Saturday, November 29, 2008

Why I've abandoned Eclipse for Emacs

Maybe this isn't a big surprise. I've always used emacs, even when using Eclipse. I'm used to emacs, and I use it for absolutely everything: shell, mail, task planner and more. For a while, though I did not do most of my Java coding in it. There I mostly used Eclipse, unless I was just doing something quick. After all Eclipse has great tools for refactoring, automatic imports, quick detection and correction of errors, and more. It's a really great product. Not only that, but it's unsurpassed at quick unit test cycles, mostly requiring no complication.
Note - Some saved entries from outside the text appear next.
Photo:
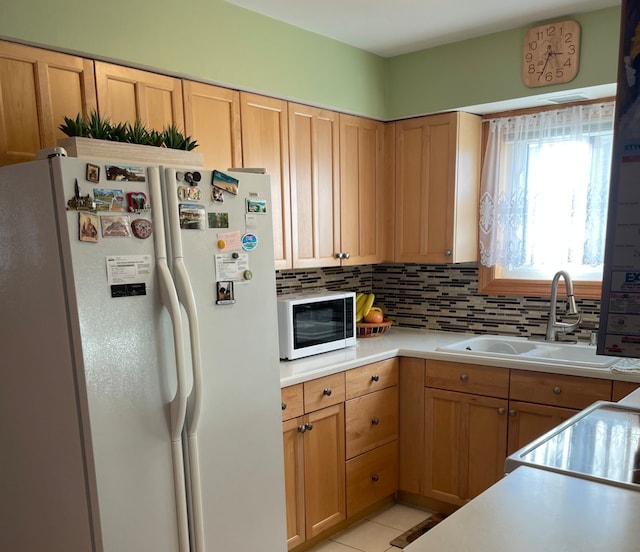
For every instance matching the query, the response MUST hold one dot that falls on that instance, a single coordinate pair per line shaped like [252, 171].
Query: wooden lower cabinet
[371, 477]
[314, 472]
[324, 476]
[294, 481]
[528, 421]
[465, 444]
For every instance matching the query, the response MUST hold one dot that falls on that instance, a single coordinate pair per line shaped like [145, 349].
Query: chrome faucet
[553, 326]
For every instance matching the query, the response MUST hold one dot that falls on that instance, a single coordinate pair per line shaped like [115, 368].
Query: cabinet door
[265, 143]
[212, 117]
[294, 480]
[361, 188]
[126, 94]
[324, 469]
[38, 88]
[437, 183]
[465, 444]
[315, 186]
[529, 421]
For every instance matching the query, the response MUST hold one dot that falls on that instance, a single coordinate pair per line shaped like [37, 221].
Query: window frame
[490, 279]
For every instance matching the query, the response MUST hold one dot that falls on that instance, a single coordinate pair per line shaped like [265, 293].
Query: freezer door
[128, 357]
[47, 492]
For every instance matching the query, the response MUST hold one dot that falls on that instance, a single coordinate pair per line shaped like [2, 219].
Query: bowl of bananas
[370, 320]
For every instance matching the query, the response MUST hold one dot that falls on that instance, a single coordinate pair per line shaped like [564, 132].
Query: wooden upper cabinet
[361, 188]
[126, 94]
[212, 118]
[265, 143]
[437, 188]
[38, 88]
[315, 186]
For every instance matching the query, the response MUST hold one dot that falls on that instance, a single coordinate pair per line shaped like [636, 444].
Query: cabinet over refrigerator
[139, 389]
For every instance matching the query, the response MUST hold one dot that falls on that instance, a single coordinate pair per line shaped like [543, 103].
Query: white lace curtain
[545, 185]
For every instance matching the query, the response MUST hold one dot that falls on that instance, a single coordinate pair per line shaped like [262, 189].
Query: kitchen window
[544, 197]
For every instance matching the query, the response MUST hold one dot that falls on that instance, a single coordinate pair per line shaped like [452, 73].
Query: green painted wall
[489, 69]
[210, 40]
[217, 42]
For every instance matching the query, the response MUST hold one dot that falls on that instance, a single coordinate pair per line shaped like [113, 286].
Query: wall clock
[551, 53]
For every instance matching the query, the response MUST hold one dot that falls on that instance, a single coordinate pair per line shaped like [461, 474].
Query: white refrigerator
[139, 379]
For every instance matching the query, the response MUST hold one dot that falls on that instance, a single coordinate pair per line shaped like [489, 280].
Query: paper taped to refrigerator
[230, 267]
[129, 269]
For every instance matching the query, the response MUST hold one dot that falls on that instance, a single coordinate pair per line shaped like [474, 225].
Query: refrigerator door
[129, 359]
[234, 423]
[47, 491]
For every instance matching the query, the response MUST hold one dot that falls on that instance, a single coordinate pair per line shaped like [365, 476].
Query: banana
[368, 304]
[360, 299]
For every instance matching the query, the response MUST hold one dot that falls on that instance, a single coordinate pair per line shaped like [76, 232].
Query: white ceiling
[392, 27]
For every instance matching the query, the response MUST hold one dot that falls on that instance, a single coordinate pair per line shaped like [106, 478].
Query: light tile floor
[374, 533]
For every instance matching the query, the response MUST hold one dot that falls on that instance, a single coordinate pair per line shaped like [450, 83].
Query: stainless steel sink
[522, 349]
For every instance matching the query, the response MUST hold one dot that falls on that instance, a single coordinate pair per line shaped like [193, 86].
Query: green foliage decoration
[98, 127]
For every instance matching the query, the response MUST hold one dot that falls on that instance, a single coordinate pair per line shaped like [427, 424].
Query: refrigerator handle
[178, 406]
[187, 298]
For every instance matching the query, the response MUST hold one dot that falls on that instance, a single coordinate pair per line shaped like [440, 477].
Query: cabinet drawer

Emacs has none of that.  But it does have a number of things going for it, and because of these things, I've stopped using Eclipse entirely, and have continued to be productive over the last few months using only emacs.  Here's why:
  • Editing.  Emacs is a great editor, unquestionably better at editing than Eclipse. For example, I can do comment formatting extremely quickly in emacs (Meta-q). It's possible to do this Eclipse as well, but it's less flexible and requires more interaction. There are many similar minor things that make emacs a better code editor, as far as textual edits go.
  • Lack of projects.  Emacs is unconstrained. Editing a file for Project A, I can switch to a file in Project B as quickly as I can switch to another file in Project A. Emacs does not care about projects, which means it can't give you all the goodies Eclipse can, but it also doesn't tie you down in the same way Eclipse does. 
  • Speed.  This is probably the most important reasons I've been doing everything in emacs. There are many different kinds of speed, and most of them are important. Emacs, being lightweight in comparison to Eclipse, has greater speed of editing. Eclipse has greater speed in the change/compile/test cycle, which is very important. But the one that seems important to me is that Emacs has no large pauses, where Eclipse does. I switch projects a lot, and every time I do it seems like Eclipse has to build itself for 10 minutes. IntelliJ doesn't have this problem, but that's because it does less up-front work; everything else is slower. When I go work with someone who uses Eclipse, we often spend the first 10 minutes just waiting for Eclipse to build the project. It's very frustrating. If we were using emacs, we would already be on our way.
  • Reliability.  Eclipse is a large moving part, and it is one that seems prone to failure. Once you get burned a couple of times by problems that only are in Eclipse, getting that bit of unpredictability out of the system is a time-saver.  Emacs can get that way too, especially if you use something like jdee-mode.  I like to keep it relatively simple in emacs, though. 
  • It's emacs. This is somewhat tautological, but the truth is that once emacs is handling several important tasks for you, you get more and more benefit by bringing activity into it. This is why I can read a mail in gnus (using nnimap), store it in my to-do list in org-mode, and then find some relevant piece of code in emacs and link it to the task in org-mode. It all fits together beautifully.  And whatever you need is there for you, somewhere.  Writing a javadoc and want to put a diagram in there?  Emacs can make it easy; use artist-mode.  There's so much stuff to discover here.

For programming in Java, I just use java-mode, but I've written a few things to make my life easier. I use anything-mode to quickly go to any Java file, ffap so I can quickly open up include files, and use M-x compile so I can jump to errors. I've also written a little import management system that I'll post on this blog shortly. So I find that I'm reasonably efficient.

All in all, my startup time is much quicker for emacs, but I lose time on editing. I'd recommend emacs over Eclipse if you tend to work on a variety of tasks and you use emacs now. If you spend most of your day writing Java, Eclipse is probably going to be better suited to that.